In 2000, I was invited to contribute a work to an exhibition ‘Blake’s Heaven’ held at Scholar Fine Art, Piccadilly. This first impression of ‘Joy & Woe are Woven Fine’ was bought by the gallery owner as a leaving gift for the member of staff who had looked after the exhibition. I was delighted she had chosen it from the works on display that she’d come to know well over the weeks. As well as work by some contemporary artists there was a landscape piece by Paul Nash, Biblical engravings by David Jones and visionary imaginative drawings by Cecil Collins.

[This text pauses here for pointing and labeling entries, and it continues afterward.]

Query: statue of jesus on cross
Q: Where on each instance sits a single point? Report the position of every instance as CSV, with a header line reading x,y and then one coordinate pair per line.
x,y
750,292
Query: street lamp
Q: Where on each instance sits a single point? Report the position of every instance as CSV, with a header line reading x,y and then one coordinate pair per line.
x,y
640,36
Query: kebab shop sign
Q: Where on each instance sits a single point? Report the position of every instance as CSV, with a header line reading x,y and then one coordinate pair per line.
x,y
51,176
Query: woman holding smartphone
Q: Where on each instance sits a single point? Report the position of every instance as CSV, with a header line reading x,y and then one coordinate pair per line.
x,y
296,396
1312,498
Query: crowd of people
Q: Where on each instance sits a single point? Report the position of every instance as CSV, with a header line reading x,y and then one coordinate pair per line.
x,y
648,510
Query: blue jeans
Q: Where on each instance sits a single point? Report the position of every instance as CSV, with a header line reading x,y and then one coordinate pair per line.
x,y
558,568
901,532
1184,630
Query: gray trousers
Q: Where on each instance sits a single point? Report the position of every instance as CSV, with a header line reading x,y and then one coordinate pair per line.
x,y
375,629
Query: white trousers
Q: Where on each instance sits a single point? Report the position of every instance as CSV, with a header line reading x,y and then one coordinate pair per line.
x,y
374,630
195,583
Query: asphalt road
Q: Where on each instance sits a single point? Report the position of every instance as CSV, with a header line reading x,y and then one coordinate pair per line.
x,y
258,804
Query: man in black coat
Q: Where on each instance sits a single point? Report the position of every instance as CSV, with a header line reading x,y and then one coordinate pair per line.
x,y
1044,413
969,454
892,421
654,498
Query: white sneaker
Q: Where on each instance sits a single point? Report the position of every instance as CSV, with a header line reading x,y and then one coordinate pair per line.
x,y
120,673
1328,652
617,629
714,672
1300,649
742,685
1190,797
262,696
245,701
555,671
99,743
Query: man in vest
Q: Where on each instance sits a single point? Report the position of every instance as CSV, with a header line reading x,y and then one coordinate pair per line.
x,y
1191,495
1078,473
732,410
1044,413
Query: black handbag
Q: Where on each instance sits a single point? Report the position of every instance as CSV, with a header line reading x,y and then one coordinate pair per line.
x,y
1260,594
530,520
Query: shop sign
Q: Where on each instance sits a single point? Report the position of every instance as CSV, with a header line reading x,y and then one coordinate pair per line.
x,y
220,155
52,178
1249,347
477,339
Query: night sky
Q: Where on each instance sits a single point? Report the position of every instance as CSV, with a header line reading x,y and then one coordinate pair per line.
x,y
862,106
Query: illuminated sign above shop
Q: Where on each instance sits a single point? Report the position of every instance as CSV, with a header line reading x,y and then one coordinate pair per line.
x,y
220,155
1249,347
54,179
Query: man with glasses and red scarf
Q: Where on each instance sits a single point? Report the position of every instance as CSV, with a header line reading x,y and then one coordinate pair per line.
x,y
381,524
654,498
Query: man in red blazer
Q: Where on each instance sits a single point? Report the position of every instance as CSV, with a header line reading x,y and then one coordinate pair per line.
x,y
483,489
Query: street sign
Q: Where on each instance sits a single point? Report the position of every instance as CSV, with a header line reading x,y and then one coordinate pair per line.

The exhibition was to coincide with a retrospective of William Blake’s work at Tate Britain.
Joy and Woe are Woven Fine
The copper plate etching was carried with me on a first trip to Ireland, near Allihies on the Beara Peninsula in County Cork. On the western coast of Ireland, overlooking the Atlantic Ocean there is a rugged coastline and hilly fields. I drew outside, once propping the copper plate on a sea wall. A passer by pointed to a hill nearby explaining that the hills had copper in them. I was pleased to learn about the copper mining heritage and felt the connection of the copper plate in my hands and the copper I now knew to be underground.
Cormac and Aoife, the children of friends I was staying with, were experiencing their Summer Holidays so were freely clambering on the rocks, creating music, swimming and reading. With the family there was much poetry reading and writing, painting and drawing and time in the town. I swim under the swirling sea for the first time with a snorkel and found the experience a visual wonder.
For three weeks I worked on the plate drawing from the array of surrounding experiences, and read from the collected poems of Blake, the two thread in the work are woven. The original title ‘Joy & Woe are woven fine’, later shortened to ‘Joy’ as it was a very happy time, are Blake’s lines, the next being ‘Clothing for the soul divine’. The sentiment rings true to me, not just as a truism of emotional life, but in particular the life of the artist; creative life.
The image, simply having the two subjects of a summer visit and reading Blake is the interweaving of experience of things I saw, heard, understood and imagined within that time. I’ve listed some insights after the collect of details from the print.
Aoife played the tin whistle. The music could be seen like marks on rocks and lapping fire. Cormac looked from a rock deep under the sea, long Summer days and starry evenings, a sheep edged the grass. A world bubble, a sky bubble.